Israel strives to protect the human rights of all suspects in its custody. The Israeli Penal Code and the internal guidelines of the security forces explicitly and unequivocally prohibit torture. The General Security Services’ interrogation guidelines forbid ‘physical or mental torture, maltreatment of the person being interrogated, or the degradation of his human dignity.’
Under Israeli law, only freely and voluntarily given confessions are admissible as evidence. Upon receipt of an allegation of a coerced confession, the courts conduct a hearing to determine the admissibility of the statement. Complaints of misconduct during interrogation are examined by the Ministry of Justice. In cases where there is prima facie evidence that misconduct has occurred, administrative, disciplinary or criminal proceedings are instituted.
‘Prisoners of Conscience’
Israel does not arrest individuals for their beliefs and does not hold prisoners of conscience. Only those who are affiliated with illegal organizations advocating and employing violence are subject to arrest. According to Amnesty’s own definition, individuals who advocate violence cannot be construed as prisoners of conscience.
In 1988, Vanunu, a worker at the Atomic Research Reactor in Dimona, was tried and found guilty of three charges of espionage and sentenced to 18 years imprisonment. Vanunu ahs explicitly and repeatedly declared his intention to make additional secret information public at his first opportunity. In order to protect him from other inmates who might harm him in light of the nature of his crimes and to prevent him from revealing further secret information, the Commissioner of Prisons placed Vanunu in a cell by himself.
Vanunu’s prison conditions comply with both local and international law. Vanunu’s cell is larger than the standard cell in an Israeli prison and has its own adjoining lavatory and shower.

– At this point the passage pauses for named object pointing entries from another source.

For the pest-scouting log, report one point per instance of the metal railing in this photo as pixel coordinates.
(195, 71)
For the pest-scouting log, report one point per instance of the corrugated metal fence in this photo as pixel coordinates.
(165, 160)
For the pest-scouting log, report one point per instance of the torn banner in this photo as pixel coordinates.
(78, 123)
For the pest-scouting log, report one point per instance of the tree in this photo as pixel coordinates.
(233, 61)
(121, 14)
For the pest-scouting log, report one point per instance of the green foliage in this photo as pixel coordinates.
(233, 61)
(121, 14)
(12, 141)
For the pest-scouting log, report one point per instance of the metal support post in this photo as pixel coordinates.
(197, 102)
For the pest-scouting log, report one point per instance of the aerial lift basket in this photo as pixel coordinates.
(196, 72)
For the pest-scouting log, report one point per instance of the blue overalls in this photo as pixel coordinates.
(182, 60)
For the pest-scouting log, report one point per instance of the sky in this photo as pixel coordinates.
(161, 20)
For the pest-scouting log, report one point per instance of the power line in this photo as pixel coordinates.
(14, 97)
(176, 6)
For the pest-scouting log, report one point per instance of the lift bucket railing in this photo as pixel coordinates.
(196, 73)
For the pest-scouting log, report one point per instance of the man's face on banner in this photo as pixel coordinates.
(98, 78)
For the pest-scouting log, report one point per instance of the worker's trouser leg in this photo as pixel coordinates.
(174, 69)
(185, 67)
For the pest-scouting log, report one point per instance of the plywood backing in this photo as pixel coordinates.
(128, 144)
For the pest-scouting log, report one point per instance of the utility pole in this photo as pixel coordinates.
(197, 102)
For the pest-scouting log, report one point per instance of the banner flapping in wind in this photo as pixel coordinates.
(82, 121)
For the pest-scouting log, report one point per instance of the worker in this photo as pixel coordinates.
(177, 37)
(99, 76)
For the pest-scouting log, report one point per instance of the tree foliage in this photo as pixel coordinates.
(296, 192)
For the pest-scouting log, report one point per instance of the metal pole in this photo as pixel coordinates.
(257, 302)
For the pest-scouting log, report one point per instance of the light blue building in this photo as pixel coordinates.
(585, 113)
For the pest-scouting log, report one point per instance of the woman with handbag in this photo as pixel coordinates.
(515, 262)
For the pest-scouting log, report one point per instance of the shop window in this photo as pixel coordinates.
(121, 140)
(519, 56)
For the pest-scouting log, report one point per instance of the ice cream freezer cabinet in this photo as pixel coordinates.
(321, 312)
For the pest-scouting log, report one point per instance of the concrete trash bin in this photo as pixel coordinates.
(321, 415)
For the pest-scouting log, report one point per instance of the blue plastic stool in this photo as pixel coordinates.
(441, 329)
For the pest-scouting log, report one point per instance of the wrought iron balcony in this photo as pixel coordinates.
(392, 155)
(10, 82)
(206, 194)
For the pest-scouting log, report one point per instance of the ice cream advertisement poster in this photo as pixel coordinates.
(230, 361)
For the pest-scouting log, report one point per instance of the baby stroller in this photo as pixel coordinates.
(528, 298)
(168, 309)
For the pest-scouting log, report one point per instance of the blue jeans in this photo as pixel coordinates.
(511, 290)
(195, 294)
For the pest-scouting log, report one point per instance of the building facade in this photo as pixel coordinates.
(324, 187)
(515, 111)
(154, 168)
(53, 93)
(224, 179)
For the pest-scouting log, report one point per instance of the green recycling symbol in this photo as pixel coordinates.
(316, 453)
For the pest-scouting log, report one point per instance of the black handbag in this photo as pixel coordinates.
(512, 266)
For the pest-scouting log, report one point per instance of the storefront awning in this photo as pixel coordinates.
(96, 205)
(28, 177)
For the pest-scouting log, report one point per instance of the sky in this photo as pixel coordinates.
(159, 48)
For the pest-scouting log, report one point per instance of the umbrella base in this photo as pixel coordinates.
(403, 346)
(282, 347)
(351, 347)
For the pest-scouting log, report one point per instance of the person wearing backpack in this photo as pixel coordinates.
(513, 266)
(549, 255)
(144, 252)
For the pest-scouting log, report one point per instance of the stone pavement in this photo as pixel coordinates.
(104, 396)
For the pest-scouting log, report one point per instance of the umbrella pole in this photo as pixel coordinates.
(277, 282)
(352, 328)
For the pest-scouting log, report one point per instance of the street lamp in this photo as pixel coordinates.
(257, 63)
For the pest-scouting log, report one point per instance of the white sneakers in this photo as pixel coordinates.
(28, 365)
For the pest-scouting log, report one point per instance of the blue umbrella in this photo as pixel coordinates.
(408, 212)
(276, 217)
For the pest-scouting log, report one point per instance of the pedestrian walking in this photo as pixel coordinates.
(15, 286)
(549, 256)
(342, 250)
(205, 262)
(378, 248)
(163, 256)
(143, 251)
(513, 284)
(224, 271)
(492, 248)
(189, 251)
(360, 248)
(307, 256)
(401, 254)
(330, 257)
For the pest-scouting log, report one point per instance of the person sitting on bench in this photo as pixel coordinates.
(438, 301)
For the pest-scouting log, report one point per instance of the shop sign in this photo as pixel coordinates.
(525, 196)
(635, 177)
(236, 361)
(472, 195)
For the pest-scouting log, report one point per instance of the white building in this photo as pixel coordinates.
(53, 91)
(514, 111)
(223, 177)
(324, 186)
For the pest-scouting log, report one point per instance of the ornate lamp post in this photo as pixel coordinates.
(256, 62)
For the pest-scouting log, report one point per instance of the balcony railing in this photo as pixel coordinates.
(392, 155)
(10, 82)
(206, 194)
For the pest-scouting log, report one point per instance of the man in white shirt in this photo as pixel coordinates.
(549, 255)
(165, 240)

Each day Vanunu spends two hours outdoors. He has a radio, a walkman and a television, and can receive any books and newspapers he wishes. His lawyer may see him in private at any time, and his family visits him regularly.
The practice of solitary confinement under reasonable conditions was addressed by the UN Human Rights Committee as well as the European Commission on Human Rights, and found not to be prohibited under international covenants and practice. United States courts have also held that solitary confinement, as such, does not violate the American Constitution’s protection against cruel and unusual punishment.
Vanunu has unfettered access to the Israeli courts, including the High Court of Justice. Vanunu may petition the courts to review the Commissioner of Prison’s decisions regarding the conditions of his incarceration.
Israel is presently involved in historic peace negotiations with the Palestinains. These negotiations have resulted in many significant changes, including the release of approximately 5,000 Palestinian prisoners over the past year, the withdrawal of Israeli armed forces from Jericho and the Palestinian populated areas of the Gaza Strip, and the establishment of the Palestinian Authority in those areas. We sincerely hope taht the continuing progress of the peace process will benefit the entire population of the Middle East, and that all parties involved will strive to maintain and advance the cause of human rights. We trust that Amnesty International will take note of these positive developments.